A handkerchief was round the throat of the deceased when he saw it early in the morning. He should say it was not tied on after the throat was cut.
Her throat was cut from left to right, and she had been disembowelled, with her intestines thrown out of her abdomen over each of her shoulders. The morgue examination revealed that part of her uterus was missing. Chapman's protruding tongue and swollen face led Dr Phillips to think that she may have been asphyxiated with the handkerchief around her neck before her throat was cut. As there was no blood trail leading to the yard, he was certain that she was killed where she was found. He concluded that she suffered from a long-standing lung disease, that the victim was sober at the time of death, and had not consumed alcoholic beverages for at least some hours before it. Phillips was of the opinion that the murderer must have possessed anatomical knowledge to have sliced out the reproductive organs in a single movement with a blade about 6–8 inches (15–20 cm) long. However, the idea that the murderer possessed surgical skill was dismissed by other experts. As her body was not examined extensively at the scene, it has also been suggested that the organ was removed by mortuary staff, who took advantage of bodies that had already been opened to extract organs that they could then sell as surgical specimens.

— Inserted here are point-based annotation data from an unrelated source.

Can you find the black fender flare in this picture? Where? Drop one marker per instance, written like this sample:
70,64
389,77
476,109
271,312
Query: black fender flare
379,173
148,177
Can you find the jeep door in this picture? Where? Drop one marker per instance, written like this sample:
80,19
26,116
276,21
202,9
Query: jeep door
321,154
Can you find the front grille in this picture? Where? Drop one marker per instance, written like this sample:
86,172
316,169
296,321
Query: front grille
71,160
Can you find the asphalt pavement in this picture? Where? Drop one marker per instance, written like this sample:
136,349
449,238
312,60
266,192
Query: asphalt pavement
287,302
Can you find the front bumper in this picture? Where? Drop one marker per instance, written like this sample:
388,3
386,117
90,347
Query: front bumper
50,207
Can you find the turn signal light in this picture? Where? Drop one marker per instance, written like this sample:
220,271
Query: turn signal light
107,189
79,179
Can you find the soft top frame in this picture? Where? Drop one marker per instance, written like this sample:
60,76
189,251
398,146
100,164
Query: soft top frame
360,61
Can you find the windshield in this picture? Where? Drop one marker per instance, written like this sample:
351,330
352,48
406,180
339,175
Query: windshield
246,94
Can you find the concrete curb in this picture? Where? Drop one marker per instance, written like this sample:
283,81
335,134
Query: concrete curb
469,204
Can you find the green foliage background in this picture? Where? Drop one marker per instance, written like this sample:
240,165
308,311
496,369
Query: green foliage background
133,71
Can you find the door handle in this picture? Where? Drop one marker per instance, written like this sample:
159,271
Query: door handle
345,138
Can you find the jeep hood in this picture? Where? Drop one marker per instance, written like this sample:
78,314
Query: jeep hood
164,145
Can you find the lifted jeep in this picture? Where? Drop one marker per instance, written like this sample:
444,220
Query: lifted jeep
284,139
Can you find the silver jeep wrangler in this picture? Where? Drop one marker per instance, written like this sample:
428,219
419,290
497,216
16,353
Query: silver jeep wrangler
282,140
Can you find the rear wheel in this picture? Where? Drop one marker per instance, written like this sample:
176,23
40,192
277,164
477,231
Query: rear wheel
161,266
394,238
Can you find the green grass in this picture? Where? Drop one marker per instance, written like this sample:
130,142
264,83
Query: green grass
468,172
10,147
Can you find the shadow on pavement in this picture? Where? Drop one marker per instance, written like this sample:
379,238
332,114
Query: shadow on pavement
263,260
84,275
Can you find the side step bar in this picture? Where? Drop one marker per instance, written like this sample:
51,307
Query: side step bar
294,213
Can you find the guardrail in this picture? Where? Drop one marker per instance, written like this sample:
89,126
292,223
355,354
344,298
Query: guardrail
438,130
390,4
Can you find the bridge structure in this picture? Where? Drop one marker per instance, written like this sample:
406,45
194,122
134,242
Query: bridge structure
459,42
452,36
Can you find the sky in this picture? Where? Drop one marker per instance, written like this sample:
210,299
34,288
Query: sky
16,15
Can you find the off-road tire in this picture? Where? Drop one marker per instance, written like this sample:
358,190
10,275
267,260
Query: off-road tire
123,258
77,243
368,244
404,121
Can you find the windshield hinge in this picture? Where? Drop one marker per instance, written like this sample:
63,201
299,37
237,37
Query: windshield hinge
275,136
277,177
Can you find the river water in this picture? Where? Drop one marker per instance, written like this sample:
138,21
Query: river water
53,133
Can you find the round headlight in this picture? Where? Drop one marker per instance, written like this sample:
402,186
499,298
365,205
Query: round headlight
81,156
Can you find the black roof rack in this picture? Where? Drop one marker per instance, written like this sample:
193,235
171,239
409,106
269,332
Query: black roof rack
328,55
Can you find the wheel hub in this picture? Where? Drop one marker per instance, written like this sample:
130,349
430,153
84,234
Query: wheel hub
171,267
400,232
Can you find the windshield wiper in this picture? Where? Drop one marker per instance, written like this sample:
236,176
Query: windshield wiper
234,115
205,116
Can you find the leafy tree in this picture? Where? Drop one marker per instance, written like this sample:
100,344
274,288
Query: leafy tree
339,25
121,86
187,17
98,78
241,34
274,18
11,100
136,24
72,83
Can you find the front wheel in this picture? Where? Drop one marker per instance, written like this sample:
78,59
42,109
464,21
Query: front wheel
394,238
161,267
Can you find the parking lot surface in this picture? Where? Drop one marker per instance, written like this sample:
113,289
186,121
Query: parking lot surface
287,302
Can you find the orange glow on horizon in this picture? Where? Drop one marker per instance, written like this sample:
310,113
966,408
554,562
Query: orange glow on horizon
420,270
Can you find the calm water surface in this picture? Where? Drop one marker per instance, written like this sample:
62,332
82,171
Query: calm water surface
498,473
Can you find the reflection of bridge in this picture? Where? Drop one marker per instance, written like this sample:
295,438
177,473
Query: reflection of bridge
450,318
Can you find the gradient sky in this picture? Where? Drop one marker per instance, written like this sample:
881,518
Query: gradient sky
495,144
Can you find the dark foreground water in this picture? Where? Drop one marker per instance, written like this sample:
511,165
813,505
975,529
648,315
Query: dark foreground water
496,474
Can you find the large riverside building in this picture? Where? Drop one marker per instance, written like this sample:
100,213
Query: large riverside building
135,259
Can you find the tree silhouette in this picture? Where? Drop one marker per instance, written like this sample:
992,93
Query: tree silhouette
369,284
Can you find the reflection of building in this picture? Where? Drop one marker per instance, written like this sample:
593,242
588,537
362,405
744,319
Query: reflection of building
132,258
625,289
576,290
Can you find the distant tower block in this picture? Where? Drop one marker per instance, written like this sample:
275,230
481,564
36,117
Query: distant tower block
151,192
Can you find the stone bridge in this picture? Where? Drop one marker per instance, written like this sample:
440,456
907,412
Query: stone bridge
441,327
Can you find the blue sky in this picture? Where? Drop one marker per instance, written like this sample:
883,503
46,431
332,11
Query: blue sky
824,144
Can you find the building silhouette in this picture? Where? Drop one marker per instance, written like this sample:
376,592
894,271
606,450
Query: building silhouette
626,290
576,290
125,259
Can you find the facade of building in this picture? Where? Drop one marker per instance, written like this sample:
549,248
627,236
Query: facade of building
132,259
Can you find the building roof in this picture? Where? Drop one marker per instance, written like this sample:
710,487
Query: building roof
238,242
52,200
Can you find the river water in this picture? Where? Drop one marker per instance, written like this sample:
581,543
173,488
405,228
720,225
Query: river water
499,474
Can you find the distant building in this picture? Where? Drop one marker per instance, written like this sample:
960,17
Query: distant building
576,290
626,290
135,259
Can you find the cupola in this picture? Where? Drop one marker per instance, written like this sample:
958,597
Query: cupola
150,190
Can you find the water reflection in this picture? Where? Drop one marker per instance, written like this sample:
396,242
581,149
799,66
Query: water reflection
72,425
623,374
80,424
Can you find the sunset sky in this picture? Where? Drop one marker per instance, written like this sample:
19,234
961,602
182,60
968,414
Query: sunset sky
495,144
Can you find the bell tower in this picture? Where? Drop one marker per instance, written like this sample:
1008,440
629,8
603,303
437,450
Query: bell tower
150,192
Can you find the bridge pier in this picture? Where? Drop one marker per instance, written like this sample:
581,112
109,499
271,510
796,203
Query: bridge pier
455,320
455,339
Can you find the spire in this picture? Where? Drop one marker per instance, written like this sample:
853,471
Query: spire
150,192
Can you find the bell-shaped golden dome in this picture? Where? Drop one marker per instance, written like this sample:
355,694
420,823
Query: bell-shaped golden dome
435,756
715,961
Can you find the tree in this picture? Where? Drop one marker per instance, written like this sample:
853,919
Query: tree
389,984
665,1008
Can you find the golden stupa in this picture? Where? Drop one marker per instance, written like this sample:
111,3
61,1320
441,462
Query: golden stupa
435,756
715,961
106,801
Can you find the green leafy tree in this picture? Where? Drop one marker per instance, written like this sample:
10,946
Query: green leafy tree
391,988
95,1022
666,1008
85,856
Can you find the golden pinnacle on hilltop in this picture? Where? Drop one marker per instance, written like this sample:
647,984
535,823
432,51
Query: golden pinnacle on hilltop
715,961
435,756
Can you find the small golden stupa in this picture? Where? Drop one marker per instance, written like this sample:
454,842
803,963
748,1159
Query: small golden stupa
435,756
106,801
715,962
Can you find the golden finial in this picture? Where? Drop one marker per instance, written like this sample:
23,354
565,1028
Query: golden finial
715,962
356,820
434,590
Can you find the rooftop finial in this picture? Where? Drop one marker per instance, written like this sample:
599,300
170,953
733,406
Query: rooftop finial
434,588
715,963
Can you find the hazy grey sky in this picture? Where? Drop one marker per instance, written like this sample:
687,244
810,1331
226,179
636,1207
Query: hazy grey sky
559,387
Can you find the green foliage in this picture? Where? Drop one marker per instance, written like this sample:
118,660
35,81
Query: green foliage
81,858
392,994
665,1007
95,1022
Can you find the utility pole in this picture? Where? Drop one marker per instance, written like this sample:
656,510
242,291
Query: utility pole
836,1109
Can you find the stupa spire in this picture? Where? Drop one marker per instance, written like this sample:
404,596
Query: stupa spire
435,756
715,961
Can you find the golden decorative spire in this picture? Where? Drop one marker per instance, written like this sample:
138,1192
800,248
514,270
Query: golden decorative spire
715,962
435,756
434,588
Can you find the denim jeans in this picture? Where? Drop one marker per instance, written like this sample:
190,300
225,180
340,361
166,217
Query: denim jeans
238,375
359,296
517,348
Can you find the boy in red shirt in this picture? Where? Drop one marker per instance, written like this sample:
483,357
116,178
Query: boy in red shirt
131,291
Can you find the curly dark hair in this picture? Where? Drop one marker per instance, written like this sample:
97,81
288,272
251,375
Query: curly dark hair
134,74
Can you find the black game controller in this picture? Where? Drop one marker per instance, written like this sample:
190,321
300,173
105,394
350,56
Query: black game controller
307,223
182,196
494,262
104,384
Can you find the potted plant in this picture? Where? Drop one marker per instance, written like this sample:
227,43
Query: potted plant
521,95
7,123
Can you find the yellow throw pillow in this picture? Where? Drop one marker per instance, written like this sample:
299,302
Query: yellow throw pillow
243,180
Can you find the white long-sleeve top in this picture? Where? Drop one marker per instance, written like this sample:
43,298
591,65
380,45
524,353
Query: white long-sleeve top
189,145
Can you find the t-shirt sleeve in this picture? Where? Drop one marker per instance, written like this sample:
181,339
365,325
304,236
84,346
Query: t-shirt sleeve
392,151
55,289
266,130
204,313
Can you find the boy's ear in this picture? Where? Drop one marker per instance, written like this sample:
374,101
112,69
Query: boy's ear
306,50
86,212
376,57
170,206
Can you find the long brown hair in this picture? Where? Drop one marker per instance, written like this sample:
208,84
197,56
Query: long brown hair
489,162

In his summing up, Coroner Baxter raised the possibility that Chapman was murdered deliberately to obtain the uterus, on the basis that an American had made inquiries at a London medical school for the purchase of such organs. The Lancet rejected Baxter's suggestion scathingly, pointed out "certain improbabilities and absurdities", and said it was "a grave error of judgement". The British Medical Journal was similarly dismissive, and reported that the physician who requested the samples was a highly reputable doctor, unnamed, who had left the country 18 months before the murder. Baxter dropped the theory and never referred to it again. The Chicago Tribune claimed the American doctor was from Philadelphia, and author Philip Sugden later speculated that the man in question was the notorious Francis Tumblety.